AACF has always had a focus on helping families in the industry, such as covering bills or funeral expenses for those suffering a recent loss. It’s how the organization first began 63 years ago when the spouse of someone in the industry was struggling with a severe illness.

The couple had spent all their resources and were struggling. Friends and colleagues came together to support the couple by raising money, and before long, the group expanded its support to others in need and established itself as AACF.


The Industry’s Best-Kept Secret 

Since then, not much about AACF’s goals has changed: the organization is here to help anyone in the industry dealing with circumstances beyond their control.

What has changed is its capability to help even more, which is why outreach has been one of its biggest priorities.

AACF’s biggest fundraiser is its golf tournament, held every year the day before SEMA and AAPEX kick-off, and it recently celebrated its 30th anniversary.

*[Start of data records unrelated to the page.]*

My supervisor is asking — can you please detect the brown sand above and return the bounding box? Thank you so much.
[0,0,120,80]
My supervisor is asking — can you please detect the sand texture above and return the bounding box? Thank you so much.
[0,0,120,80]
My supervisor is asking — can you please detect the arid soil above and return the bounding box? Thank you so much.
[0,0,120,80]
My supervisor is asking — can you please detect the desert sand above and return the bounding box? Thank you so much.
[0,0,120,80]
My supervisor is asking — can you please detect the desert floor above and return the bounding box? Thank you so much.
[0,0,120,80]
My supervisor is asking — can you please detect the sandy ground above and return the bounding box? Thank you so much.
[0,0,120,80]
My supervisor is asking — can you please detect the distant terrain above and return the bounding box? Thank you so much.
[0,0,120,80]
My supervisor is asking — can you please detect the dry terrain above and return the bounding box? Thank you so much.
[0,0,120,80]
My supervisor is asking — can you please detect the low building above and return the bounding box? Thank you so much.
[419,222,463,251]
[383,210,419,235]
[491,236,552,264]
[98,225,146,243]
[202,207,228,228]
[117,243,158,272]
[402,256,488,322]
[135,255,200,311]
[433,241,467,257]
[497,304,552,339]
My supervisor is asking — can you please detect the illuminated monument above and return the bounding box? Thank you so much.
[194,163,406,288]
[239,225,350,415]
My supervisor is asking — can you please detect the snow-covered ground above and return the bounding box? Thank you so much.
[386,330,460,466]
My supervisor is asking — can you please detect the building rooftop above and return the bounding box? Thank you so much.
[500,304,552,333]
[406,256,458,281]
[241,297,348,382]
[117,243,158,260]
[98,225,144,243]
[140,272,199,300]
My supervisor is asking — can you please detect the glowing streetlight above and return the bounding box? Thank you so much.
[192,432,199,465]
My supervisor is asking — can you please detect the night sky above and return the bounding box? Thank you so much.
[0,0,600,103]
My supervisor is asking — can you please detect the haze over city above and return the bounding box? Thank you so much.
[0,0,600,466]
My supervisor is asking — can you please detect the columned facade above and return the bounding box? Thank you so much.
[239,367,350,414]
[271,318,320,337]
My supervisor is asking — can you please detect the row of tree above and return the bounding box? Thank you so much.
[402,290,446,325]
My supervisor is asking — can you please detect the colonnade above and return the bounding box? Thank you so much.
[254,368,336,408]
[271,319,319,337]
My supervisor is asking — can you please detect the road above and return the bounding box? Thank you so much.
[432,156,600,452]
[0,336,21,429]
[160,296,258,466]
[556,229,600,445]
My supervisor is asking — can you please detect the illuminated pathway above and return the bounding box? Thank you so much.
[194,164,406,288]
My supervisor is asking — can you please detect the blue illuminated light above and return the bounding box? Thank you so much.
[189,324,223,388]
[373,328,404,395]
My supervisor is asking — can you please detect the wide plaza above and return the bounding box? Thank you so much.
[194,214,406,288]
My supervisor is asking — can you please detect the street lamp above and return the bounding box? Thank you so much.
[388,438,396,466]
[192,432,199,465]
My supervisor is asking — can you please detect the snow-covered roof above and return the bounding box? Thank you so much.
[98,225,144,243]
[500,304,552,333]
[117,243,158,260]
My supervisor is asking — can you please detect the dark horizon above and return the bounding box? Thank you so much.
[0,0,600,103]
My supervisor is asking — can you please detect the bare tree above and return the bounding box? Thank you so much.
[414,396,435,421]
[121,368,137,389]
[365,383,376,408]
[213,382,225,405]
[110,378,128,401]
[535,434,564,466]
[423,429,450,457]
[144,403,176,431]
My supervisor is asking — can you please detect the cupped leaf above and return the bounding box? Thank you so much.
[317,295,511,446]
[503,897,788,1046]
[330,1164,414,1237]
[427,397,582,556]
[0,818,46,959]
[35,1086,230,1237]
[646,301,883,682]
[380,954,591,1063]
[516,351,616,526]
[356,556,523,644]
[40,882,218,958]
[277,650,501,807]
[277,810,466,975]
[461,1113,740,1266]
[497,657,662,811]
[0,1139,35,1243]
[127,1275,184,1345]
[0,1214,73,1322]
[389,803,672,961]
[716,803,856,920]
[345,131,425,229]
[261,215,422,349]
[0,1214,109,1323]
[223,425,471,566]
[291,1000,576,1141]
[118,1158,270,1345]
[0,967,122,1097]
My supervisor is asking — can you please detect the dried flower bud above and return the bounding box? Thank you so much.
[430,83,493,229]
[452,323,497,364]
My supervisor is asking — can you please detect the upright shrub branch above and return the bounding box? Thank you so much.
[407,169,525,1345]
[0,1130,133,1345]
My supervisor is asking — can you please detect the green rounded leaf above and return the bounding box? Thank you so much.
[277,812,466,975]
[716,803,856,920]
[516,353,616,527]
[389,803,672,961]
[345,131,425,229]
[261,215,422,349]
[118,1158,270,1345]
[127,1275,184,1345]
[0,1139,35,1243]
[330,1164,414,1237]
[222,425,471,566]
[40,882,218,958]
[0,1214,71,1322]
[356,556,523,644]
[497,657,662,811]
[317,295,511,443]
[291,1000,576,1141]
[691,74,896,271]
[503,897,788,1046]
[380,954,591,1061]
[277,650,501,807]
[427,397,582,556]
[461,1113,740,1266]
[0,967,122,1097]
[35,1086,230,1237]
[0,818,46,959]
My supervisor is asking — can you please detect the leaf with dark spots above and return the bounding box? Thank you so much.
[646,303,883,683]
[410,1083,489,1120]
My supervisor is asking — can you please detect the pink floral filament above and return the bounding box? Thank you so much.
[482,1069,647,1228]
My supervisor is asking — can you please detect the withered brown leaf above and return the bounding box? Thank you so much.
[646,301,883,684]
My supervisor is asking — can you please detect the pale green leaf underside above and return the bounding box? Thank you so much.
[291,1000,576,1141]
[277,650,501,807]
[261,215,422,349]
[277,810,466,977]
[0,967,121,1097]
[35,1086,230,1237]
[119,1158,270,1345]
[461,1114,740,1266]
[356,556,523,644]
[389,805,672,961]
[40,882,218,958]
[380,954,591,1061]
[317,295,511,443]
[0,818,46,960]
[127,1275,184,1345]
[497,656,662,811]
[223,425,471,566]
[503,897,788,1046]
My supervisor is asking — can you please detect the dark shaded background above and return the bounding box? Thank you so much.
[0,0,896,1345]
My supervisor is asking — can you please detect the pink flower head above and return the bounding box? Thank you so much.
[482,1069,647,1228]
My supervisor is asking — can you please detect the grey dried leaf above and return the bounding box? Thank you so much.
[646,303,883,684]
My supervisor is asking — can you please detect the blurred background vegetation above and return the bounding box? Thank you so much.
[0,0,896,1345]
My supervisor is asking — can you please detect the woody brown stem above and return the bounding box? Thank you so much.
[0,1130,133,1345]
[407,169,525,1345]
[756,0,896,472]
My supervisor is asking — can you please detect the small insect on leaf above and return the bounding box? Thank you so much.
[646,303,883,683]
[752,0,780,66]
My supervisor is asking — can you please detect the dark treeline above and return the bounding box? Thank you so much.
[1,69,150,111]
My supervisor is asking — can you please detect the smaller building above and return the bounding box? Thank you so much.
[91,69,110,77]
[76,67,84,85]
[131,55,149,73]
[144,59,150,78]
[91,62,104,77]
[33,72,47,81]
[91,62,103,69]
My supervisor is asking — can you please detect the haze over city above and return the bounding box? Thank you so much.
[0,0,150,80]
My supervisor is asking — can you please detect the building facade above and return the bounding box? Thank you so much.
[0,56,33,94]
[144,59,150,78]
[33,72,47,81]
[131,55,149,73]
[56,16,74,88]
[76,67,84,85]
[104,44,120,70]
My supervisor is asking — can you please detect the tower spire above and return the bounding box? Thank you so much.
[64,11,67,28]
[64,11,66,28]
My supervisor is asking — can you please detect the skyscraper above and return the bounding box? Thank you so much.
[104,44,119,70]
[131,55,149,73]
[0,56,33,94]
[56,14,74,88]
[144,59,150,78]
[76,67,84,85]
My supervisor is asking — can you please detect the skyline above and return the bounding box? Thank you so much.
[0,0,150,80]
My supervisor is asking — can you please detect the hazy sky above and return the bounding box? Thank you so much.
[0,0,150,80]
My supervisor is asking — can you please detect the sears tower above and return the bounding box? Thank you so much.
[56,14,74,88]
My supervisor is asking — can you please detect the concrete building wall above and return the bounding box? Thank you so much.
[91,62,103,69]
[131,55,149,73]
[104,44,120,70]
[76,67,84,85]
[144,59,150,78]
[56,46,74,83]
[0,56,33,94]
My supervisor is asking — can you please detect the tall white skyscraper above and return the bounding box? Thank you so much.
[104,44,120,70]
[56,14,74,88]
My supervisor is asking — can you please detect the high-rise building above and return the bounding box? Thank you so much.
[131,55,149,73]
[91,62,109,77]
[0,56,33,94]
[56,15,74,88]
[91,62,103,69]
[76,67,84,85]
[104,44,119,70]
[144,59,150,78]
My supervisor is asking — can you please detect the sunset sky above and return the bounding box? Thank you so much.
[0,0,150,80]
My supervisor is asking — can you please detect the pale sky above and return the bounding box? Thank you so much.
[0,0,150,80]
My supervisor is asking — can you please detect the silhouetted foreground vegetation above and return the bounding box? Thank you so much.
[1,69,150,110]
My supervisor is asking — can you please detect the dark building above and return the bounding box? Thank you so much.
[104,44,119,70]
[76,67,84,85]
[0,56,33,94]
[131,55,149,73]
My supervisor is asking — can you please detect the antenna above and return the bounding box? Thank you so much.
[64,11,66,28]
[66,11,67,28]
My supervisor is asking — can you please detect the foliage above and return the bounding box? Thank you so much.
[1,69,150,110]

In its first year, it raised around $5,000. Three decades later, the event sells out each year, hosting over 200 golfers and raising 10 times the amount it did its first year.

The golf fundraiser is only a glimpse of AACF’s growth. In the past 10 years, the organization has donated over $5 million in support to those in the industry and their families and is eager to help more. The problem is that many people are unaware that help is there for them and are unable to find it on their own.

“It was kind of a cruel joke that we were the best-kept secret in the industry. We didn't plan on it being that way,” Ayres says.

Many people who require assistance don’t want to have their struggles made public, which is why AACF has committed to maintaining anonymity unless given explicit permission to share someone’s story. The organization has other ways of promoting the work it does. 

Though AACF has grown tremendously since its inception, it still doesn’t have the resources of bigger groups such as the United Way or Red Cross. It relies on mostly volunteers for outreach, with Ayres himself speaking at the recent Ratchet+Wrench Management Conference to make more in the industry aware of the available help.

There are things shops can do to help promote AACF’s work and help any of its staff who may need help. The organization has a program that supplies shops with promotional materials such as posters and boilerplate messages to be displayed throughout work areas.

Businesses looking to support AACF financially can make donations or can even host fundraising efforts within the company such as matching donation funds made by employees.

When it feels as though everything is lost, it can be difficult to recover from. AACF’s work in lifting those who have been hit by tragedy not only helps them and their families but also makes the industry as a whole stronger when people know that no matter what happens to them, they aren’t alone.

“If I could see anything under my term here, (it) would be that we can increase the number of people we're helping– because that's what we want, that's what we're here for,” Ayres says. “I spent my whole career in sales and marketing. Instead of taking people's money, now I get to give it away. It's a great way to wake up every morning and know that's what you're doing for your job.”